Les États-Unis ont considérablement réduit leur liste de vaccins recommandés pour les enfants, une décision qui suscite l’inquiétude de nombreux professionnels de santé publique. Cette révision, qui passe de 17 à 11 vaccins, intervient après une initiative du gouvernement Trump visant à aligner les pratiques américaines sur celles d’autres pays développés.
Lundi, Jim O’Neill, directeur par intérim des Centers for Disease Control and Prevention (CDC), a approuvé ces changements, basés sur un rapport co-rédigé par Tracy Beth Høeg, directrice par intérim du Centre d’évaluation et de recherche sur les médicaments de la Food and Drug Administration (FDA), et Martin Kulldorff, responsable scientifique et des données au sein du ministère de la Santé et des Services sociaux (HHS).
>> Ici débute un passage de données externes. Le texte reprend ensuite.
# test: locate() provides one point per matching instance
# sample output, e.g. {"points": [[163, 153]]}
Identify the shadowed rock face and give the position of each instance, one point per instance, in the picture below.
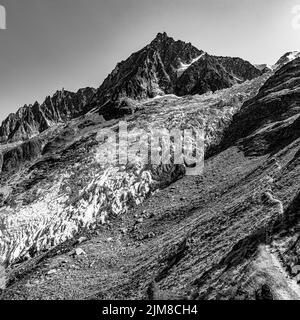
{"points": [[271, 119], [167, 66], [164, 66], [34, 119]]}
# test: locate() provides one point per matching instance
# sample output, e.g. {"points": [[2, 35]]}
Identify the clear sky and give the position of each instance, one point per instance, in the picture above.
{"points": [[50, 44]]}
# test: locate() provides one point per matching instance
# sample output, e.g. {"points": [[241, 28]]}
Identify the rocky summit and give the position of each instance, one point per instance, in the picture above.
{"points": [[77, 225]]}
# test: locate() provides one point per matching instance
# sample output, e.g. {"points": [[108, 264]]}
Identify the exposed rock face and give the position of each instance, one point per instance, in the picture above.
{"points": [[164, 66], [34, 119], [167, 66], [274, 111], [286, 58], [242, 70], [12, 159]]}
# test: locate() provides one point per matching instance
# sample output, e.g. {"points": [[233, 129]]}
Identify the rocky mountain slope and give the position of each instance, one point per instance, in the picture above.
{"points": [[74, 226], [164, 66], [31, 120]]}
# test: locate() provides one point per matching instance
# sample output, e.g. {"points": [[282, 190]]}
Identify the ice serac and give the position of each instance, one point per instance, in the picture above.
{"points": [[31, 120], [166, 66]]}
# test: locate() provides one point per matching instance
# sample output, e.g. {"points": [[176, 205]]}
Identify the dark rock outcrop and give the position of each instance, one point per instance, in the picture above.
{"points": [[26, 151], [34, 119], [271, 119], [166, 66]]}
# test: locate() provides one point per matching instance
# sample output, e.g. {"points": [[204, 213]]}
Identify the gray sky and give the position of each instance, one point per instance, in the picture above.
{"points": [[50, 44]]}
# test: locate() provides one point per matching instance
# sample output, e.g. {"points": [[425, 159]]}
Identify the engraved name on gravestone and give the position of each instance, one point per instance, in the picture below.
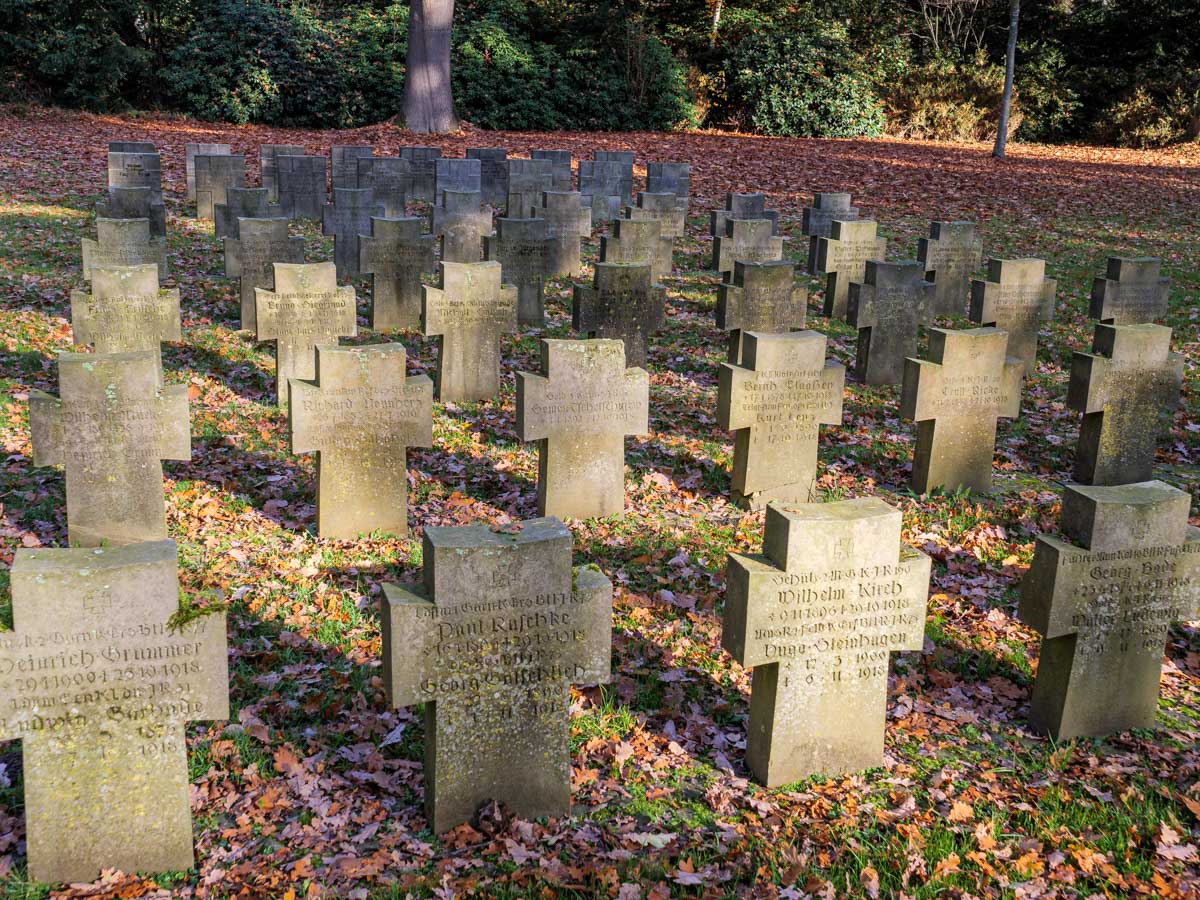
{"points": [[109, 429], [957, 397], [624, 304], [775, 402], [1127, 388], [817, 616], [468, 313], [251, 258], [100, 688], [396, 255], [305, 309], [490, 643], [579, 409], [360, 417], [888, 309], [1103, 600]]}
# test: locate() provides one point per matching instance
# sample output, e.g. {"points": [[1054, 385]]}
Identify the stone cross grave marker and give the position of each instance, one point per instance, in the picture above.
{"points": [[135, 203], [1133, 292], [490, 643], [214, 177], [522, 249], [751, 240], [1103, 600], [241, 203], [125, 311], [468, 313], [817, 616], [775, 402], [1126, 388], [493, 173], [1015, 297], [191, 151], [396, 255], [955, 397], [305, 309], [360, 415], [269, 167], [567, 221], [103, 745], [760, 297], [952, 253], [109, 427], [843, 258], [348, 217], [639, 241], [123, 241], [462, 222], [390, 180], [579, 409], [423, 161], [888, 309], [623, 303], [301, 181], [251, 258]]}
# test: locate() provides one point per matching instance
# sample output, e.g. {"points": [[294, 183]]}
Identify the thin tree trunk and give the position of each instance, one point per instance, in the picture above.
{"points": [[429, 102], [1006, 101]]}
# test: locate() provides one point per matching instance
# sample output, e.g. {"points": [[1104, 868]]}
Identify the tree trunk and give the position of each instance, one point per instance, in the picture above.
{"points": [[1006, 101], [429, 102]]}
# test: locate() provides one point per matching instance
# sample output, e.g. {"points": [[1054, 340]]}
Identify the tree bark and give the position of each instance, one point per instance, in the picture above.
{"points": [[1006, 101], [429, 102]]}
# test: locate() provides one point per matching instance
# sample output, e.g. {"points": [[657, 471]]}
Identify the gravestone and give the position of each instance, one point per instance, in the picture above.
{"points": [[579, 409], [301, 185], [390, 180], [423, 162], [360, 415], [493, 173], [348, 217], [749, 240], [123, 241], [1015, 297], [888, 309], [760, 297], [623, 303], [214, 178], [191, 151], [775, 401], [522, 249], [251, 258], [241, 203], [1103, 600], [1133, 292], [955, 397], [457, 175], [567, 221], [125, 311], [269, 167], [135, 203], [1126, 388], [817, 617], [396, 255], [467, 315], [343, 165], [843, 258], [490, 643], [952, 253], [111, 425], [305, 309], [639, 241], [105, 756], [462, 222]]}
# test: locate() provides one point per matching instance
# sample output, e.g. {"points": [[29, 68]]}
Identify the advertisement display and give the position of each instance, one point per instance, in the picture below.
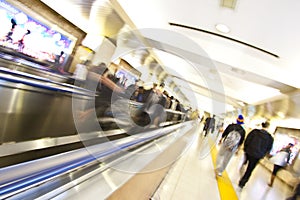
{"points": [[21, 33]]}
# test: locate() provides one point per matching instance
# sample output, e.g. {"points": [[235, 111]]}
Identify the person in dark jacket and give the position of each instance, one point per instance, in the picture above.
{"points": [[225, 153], [258, 143], [209, 125], [296, 193]]}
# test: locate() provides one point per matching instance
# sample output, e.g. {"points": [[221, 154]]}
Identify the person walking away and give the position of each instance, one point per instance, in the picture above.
{"points": [[296, 193], [232, 138], [258, 143], [280, 160], [209, 125]]}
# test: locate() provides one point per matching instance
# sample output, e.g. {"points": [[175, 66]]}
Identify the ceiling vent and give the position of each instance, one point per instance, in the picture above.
{"points": [[228, 3]]}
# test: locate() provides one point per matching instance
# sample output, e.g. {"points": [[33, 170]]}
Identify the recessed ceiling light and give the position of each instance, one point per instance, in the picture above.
{"points": [[222, 28]]}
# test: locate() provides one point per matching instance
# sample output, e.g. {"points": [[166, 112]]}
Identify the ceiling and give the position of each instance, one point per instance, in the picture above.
{"points": [[256, 62]]}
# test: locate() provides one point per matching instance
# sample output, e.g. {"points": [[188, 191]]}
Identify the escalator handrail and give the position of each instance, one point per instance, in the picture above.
{"points": [[18, 183]]}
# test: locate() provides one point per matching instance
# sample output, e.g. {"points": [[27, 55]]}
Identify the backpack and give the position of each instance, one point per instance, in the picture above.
{"points": [[232, 140]]}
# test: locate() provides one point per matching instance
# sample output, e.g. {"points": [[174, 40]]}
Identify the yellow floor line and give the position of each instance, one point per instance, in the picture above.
{"points": [[226, 189]]}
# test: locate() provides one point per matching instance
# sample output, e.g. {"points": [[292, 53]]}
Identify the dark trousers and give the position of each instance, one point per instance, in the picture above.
{"points": [[252, 162], [296, 193]]}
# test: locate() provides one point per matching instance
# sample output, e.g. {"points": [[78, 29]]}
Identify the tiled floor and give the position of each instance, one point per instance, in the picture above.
{"points": [[192, 177]]}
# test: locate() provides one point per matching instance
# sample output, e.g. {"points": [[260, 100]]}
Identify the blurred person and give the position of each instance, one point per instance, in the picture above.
{"points": [[139, 95], [232, 138], [98, 82], [280, 160], [209, 125], [258, 144]]}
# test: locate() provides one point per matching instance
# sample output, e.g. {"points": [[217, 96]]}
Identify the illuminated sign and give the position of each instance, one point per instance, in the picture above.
{"points": [[24, 34]]}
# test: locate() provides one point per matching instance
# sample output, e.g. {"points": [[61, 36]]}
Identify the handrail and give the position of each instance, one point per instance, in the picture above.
{"points": [[82, 157]]}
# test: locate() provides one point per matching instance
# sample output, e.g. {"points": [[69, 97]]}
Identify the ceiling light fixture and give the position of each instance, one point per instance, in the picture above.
{"points": [[222, 28]]}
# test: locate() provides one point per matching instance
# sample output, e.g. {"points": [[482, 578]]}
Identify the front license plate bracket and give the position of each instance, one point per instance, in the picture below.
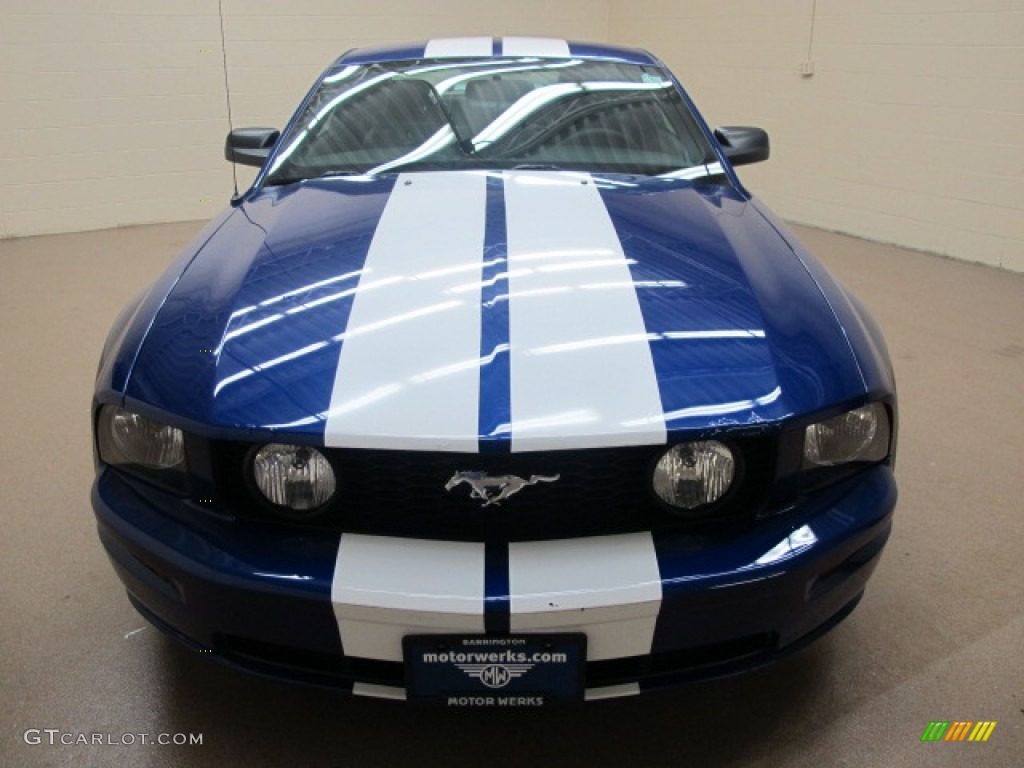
{"points": [[479, 671]]}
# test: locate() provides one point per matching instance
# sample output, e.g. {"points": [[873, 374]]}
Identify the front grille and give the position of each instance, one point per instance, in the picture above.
{"points": [[402, 493]]}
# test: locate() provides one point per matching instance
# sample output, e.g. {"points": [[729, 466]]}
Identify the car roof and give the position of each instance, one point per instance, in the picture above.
{"points": [[497, 47]]}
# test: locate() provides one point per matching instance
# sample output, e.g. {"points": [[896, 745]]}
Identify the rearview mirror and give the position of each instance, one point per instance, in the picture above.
{"points": [[743, 144], [250, 145]]}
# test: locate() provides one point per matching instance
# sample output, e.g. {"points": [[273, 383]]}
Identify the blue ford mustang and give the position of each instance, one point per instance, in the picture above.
{"points": [[496, 388]]}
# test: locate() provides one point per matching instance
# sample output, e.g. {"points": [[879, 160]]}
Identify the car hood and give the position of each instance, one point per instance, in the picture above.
{"points": [[455, 310]]}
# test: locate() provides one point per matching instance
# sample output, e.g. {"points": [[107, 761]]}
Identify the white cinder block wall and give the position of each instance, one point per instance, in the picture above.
{"points": [[910, 129]]}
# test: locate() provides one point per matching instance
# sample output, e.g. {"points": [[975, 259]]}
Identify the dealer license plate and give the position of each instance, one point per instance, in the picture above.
{"points": [[478, 671]]}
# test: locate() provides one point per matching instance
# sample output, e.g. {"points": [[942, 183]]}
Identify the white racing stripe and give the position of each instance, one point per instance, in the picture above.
{"points": [[387, 588], [601, 382], [404, 378], [535, 46], [455, 47], [608, 588]]}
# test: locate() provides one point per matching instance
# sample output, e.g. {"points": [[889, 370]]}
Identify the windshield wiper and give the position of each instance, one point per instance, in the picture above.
{"points": [[538, 167], [272, 181]]}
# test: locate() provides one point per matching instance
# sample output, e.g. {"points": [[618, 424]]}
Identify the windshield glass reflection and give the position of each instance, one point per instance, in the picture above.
{"points": [[537, 114]]}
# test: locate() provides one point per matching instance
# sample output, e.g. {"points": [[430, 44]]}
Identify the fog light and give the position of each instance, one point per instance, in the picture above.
{"points": [[694, 474], [294, 476]]}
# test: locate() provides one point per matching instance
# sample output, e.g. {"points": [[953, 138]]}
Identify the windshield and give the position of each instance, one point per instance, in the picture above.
{"points": [[494, 114]]}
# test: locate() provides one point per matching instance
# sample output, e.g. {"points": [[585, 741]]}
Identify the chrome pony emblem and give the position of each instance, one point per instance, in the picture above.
{"points": [[495, 489]]}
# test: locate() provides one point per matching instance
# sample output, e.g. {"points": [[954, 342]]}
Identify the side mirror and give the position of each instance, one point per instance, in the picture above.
{"points": [[743, 144], [250, 145]]}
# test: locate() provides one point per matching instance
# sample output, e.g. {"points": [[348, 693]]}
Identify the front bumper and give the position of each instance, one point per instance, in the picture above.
{"points": [[657, 609]]}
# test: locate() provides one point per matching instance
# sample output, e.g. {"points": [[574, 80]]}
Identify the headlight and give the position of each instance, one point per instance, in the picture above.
{"points": [[861, 434], [126, 438], [693, 474], [144, 448], [294, 476]]}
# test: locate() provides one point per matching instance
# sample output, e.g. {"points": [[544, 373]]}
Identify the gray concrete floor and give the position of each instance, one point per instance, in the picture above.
{"points": [[939, 635]]}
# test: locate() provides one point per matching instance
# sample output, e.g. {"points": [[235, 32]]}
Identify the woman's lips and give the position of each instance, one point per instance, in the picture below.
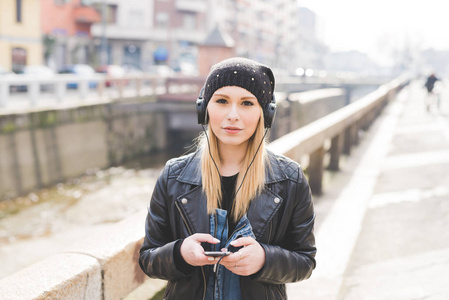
{"points": [[232, 130]]}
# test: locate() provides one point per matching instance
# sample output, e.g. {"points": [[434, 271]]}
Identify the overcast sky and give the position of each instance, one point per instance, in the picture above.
{"points": [[377, 27]]}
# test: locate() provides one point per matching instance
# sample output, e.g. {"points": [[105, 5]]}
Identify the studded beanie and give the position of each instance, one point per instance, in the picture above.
{"points": [[254, 77]]}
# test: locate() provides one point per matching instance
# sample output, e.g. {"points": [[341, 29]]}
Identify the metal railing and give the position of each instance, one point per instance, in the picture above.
{"points": [[31, 90]]}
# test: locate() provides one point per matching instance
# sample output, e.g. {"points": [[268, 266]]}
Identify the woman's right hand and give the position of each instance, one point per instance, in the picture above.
{"points": [[193, 252]]}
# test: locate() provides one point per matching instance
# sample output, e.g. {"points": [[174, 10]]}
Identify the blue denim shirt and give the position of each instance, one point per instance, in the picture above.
{"points": [[222, 283]]}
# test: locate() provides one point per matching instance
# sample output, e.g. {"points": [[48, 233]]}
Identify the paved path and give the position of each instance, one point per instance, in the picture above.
{"points": [[383, 232]]}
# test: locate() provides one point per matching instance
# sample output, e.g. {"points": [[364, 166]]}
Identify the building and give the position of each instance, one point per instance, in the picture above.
{"points": [[266, 31], [128, 35], [20, 34], [311, 51], [66, 26]]}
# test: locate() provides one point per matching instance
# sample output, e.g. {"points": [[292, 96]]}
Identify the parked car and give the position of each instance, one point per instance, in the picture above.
{"points": [[112, 71], [161, 70], [84, 71], [132, 70], [38, 71], [5, 74]]}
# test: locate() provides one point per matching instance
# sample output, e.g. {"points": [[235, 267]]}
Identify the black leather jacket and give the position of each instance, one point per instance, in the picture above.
{"points": [[282, 218]]}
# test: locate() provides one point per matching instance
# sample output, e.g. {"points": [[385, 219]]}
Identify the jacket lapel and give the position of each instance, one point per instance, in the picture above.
{"points": [[193, 203]]}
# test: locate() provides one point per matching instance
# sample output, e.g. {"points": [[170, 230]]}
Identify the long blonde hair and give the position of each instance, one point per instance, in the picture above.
{"points": [[255, 178]]}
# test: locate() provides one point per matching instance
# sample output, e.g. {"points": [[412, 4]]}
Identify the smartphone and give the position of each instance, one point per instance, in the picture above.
{"points": [[216, 253]]}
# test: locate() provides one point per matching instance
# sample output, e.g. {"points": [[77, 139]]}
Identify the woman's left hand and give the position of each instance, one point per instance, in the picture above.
{"points": [[248, 260]]}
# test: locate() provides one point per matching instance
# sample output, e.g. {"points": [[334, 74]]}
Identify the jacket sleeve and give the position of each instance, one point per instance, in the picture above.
{"points": [[156, 254], [294, 259]]}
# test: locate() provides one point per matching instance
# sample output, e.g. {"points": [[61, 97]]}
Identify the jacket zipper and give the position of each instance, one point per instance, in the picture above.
{"points": [[191, 232], [269, 233]]}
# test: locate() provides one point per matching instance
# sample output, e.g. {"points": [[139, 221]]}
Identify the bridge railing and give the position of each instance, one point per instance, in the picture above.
{"points": [[335, 133], [61, 87], [106, 267]]}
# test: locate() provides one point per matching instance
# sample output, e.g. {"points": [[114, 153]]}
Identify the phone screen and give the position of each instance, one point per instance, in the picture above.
{"points": [[216, 253]]}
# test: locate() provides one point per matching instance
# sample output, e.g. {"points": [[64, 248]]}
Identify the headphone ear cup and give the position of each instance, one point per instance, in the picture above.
{"points": [[270, 112], [201, 111], [201, 108]]}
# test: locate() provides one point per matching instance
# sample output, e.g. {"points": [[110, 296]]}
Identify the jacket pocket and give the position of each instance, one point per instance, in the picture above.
{"points": [[275, 292]]}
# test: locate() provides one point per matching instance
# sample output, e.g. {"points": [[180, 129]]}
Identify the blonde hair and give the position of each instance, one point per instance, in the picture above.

Kulldorff, ancien président du Comité consultatif sur les pratiques d’immunisation (ACIP) du CDC, avait été nommé au comité par Robert F. Kennedy Jr., après que ce dernier ait procédé au remplacement de l’ensemble des membres de l’ACIP en juin dernier.
Le rapport préconise la suppression des vaccins contre six maladies : le virus respiratoire syncytial (VRS), les hépatites A et B, le méningocoque B et ACWY, et la dengue. La vaccination contre ces maladies restera toutefois recommandée pour les personnes présentant un risque élevé, comme celles dont le système immunitaire est affaibli. Pour les autres enfants, la décision de se faire vacciner sera prise en concertation avec un médecin, dans le cadre d’une « prise de décision clinique partagée ».
Selon les CDC, « chaque maladie visée par le programme américain de vaccination des enfants présente un risque pour la santé, mais le niveau de menace varie considérablement selon la maladie et parfois selon les facteurs de risque sous-jacents individuels ». L’agence estime qu’un vaccin n’est pas automatiquement approprié pour chaque enfant et qu’une vaccination universelle n’est pas toujours justifiée.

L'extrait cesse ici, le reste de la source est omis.